# Prefix Cache

## Prefix Cache: A Fundamental Acceleration Component for KVCache and Its Architectural Considerations in Large Language Model Inference

As the simplest and most fundamental acceleration feature of KVCache, Prefix Cache has achieved industry-wide consensus.
With the expanding application scope of large language models (LLMs), the growth of sequence lengths, and the
proliferation of Agent-based applications, the performance gains of Prefix Cache become even more pronounced. Serving as
the default capability for KVCache applications, Prefix Cache also lays the foundation for the PD disaggregation by UCM.
Concurrently, it imposes a requirement that sparse algorithms must support Prefix Cache.
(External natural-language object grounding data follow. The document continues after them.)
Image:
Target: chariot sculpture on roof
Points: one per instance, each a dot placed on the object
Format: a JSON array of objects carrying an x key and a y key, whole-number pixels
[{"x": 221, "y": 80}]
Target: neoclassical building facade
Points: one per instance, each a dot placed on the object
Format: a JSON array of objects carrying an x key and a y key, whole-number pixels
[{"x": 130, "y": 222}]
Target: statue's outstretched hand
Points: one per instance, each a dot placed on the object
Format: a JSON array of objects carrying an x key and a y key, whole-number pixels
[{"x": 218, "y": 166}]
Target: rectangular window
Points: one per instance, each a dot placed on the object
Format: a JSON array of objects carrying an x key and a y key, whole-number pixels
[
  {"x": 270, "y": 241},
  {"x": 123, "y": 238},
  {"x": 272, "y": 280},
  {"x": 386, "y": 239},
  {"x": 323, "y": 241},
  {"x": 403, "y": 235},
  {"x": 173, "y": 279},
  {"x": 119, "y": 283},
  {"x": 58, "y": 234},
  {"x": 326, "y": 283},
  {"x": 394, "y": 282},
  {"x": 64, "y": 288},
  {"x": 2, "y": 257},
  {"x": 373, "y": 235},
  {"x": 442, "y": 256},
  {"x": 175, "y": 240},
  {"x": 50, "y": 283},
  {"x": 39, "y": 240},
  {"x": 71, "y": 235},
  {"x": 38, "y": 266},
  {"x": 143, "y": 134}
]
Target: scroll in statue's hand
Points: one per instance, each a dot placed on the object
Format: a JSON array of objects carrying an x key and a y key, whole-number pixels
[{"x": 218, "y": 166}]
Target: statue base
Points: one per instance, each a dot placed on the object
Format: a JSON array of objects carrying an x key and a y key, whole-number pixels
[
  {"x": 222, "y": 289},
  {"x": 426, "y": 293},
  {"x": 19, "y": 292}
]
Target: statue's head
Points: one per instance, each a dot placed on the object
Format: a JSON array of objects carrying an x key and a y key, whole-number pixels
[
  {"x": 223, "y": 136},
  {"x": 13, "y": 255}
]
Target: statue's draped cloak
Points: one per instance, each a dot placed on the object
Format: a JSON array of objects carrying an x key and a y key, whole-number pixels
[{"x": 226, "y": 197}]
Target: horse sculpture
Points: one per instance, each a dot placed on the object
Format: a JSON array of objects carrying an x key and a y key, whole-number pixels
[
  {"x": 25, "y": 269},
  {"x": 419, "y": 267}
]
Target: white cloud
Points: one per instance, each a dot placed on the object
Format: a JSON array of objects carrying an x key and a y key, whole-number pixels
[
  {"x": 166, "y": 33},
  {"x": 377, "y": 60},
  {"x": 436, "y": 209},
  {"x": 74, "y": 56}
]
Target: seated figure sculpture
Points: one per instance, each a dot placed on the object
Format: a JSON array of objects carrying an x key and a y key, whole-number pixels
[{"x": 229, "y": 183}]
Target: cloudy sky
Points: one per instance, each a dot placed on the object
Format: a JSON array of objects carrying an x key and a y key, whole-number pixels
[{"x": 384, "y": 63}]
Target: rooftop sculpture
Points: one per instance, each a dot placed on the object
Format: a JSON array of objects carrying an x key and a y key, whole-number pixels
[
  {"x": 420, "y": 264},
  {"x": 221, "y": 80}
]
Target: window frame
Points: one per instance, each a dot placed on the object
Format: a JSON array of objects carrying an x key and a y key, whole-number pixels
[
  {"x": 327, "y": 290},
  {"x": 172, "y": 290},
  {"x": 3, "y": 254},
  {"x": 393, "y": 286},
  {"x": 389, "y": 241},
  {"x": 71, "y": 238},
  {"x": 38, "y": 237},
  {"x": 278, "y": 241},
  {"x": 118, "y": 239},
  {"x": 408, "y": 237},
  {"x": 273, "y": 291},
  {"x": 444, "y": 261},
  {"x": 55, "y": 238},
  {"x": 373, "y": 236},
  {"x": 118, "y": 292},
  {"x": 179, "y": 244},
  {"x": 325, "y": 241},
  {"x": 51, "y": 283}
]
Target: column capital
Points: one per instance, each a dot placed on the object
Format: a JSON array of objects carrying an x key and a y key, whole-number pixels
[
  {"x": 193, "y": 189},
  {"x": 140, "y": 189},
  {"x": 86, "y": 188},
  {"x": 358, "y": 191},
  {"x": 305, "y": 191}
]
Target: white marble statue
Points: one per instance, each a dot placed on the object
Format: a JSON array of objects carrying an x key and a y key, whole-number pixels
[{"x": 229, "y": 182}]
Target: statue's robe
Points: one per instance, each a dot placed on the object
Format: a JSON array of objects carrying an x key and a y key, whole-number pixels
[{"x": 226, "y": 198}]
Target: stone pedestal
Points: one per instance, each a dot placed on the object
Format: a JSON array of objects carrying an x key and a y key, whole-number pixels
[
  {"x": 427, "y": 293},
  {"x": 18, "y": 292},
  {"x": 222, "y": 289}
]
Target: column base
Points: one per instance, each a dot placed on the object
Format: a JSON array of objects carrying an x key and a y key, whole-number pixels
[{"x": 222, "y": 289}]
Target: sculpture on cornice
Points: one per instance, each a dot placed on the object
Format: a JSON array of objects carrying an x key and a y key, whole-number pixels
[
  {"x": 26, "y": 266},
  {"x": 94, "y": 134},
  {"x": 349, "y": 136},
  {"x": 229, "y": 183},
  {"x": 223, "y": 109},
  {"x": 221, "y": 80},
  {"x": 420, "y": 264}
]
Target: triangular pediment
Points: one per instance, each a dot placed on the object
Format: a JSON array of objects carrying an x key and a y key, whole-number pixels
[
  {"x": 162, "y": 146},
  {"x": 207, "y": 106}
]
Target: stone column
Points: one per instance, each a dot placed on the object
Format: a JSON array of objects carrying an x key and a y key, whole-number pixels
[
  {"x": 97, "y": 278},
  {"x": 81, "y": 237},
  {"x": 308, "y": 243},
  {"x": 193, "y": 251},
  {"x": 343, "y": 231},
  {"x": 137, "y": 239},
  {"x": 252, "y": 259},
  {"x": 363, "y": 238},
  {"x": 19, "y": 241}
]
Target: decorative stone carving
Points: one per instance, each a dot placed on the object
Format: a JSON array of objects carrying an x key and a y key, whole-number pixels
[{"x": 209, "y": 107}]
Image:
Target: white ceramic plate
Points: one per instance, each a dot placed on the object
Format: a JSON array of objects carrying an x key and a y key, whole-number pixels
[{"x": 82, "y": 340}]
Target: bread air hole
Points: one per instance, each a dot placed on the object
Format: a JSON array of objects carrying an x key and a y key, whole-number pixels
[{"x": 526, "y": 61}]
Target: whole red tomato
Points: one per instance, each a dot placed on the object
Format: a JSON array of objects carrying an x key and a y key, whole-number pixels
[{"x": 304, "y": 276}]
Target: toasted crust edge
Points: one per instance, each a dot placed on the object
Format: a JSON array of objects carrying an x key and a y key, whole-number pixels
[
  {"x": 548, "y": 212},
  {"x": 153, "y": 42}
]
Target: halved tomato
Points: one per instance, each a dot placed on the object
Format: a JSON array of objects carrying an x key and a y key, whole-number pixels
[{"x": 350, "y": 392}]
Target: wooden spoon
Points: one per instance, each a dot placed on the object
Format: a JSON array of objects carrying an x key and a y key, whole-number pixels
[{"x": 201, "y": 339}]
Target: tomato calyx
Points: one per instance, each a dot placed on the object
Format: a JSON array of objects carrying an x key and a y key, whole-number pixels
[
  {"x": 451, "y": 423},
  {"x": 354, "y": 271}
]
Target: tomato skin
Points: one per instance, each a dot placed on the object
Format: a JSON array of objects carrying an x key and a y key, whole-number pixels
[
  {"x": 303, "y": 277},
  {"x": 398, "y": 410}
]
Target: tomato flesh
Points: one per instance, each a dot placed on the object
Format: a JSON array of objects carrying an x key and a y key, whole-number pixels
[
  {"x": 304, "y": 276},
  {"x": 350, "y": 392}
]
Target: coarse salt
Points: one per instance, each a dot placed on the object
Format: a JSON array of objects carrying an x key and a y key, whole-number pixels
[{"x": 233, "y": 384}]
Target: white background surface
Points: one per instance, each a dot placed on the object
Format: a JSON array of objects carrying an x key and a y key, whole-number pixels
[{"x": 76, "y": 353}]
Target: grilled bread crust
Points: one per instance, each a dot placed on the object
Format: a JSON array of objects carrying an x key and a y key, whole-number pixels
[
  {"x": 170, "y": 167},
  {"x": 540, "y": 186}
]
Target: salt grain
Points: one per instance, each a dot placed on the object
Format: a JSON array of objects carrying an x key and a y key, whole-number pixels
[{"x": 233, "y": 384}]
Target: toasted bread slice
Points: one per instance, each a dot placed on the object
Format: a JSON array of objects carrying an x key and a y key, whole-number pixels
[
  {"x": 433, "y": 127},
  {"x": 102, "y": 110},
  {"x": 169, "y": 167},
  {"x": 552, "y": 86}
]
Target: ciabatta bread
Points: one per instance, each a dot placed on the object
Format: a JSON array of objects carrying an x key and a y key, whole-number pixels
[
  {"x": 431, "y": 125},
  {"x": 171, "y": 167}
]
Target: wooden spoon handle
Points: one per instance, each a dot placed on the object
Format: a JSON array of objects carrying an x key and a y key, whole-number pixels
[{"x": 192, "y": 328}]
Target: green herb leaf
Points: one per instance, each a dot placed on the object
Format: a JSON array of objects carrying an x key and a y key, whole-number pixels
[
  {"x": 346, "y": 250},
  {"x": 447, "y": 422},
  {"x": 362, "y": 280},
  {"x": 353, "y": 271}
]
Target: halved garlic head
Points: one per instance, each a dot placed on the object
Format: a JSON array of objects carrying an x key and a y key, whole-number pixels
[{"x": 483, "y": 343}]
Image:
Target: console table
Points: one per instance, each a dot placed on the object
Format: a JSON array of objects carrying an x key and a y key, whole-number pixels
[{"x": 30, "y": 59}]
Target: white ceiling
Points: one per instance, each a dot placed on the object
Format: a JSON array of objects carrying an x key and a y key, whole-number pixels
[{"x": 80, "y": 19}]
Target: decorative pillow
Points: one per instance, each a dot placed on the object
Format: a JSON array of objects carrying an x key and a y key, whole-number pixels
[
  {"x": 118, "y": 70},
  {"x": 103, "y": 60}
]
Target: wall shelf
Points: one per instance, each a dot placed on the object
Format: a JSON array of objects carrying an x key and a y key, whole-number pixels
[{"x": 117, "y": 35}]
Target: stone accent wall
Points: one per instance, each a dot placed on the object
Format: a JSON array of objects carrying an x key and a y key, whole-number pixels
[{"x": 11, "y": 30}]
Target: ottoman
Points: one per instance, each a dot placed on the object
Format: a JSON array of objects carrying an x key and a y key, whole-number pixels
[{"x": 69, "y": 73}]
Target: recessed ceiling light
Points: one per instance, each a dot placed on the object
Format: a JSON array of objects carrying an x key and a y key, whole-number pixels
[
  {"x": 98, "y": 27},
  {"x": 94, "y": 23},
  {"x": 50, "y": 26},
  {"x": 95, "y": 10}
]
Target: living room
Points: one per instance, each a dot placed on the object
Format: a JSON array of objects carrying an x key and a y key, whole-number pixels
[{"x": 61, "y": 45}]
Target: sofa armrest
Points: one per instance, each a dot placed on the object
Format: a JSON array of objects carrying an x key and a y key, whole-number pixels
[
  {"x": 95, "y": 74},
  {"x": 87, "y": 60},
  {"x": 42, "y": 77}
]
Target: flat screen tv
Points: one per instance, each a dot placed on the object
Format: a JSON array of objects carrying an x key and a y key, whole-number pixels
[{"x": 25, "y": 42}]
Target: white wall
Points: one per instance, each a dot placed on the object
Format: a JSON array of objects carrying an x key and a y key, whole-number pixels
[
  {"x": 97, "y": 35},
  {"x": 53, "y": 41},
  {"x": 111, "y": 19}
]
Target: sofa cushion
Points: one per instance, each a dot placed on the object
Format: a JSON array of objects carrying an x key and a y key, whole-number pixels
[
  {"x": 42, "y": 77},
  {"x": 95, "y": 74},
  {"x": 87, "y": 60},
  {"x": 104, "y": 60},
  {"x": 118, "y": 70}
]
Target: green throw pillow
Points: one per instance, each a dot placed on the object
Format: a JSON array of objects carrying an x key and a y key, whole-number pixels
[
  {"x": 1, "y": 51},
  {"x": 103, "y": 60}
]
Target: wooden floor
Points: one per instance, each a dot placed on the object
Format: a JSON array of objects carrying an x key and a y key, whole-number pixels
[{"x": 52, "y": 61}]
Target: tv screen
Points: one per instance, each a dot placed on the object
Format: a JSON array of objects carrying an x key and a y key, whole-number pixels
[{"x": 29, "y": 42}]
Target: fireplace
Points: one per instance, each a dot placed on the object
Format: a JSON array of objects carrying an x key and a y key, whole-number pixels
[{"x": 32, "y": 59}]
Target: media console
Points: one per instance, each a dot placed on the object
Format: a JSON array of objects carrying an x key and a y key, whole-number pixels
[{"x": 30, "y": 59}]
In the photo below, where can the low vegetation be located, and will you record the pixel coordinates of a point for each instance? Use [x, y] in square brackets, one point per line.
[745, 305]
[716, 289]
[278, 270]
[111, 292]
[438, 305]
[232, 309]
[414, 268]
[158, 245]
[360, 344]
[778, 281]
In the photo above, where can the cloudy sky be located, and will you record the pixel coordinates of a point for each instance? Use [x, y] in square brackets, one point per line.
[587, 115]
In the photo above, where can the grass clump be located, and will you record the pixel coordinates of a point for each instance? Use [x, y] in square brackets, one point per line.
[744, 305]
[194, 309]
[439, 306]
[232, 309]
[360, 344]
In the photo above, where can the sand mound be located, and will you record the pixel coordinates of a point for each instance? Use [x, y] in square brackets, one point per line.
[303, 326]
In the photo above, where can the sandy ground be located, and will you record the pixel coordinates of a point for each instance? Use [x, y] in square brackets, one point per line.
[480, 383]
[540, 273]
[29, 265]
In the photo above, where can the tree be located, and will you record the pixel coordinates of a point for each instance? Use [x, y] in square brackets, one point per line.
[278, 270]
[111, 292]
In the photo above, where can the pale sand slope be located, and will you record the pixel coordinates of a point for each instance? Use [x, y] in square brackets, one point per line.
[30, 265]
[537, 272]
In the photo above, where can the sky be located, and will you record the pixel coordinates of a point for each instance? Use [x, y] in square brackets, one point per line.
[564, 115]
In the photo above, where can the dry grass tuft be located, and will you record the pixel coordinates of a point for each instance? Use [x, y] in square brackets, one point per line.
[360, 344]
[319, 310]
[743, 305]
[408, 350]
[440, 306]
The core performance metric of Prefix Cache is the hit rate, and there exists a direct positive correlation between
cache capacity and hit rate. Taking the publicly released data from DeepSeek and Kimi as examples, a relatively large
cache capacity is required to reach the "hit rate sweet spot". In terms of input/output (IO) characteristics, Prefix
Cache primarily demands bandwidth-intensive IO, making it well-suited for storage on Solid-State Drives (SSDs).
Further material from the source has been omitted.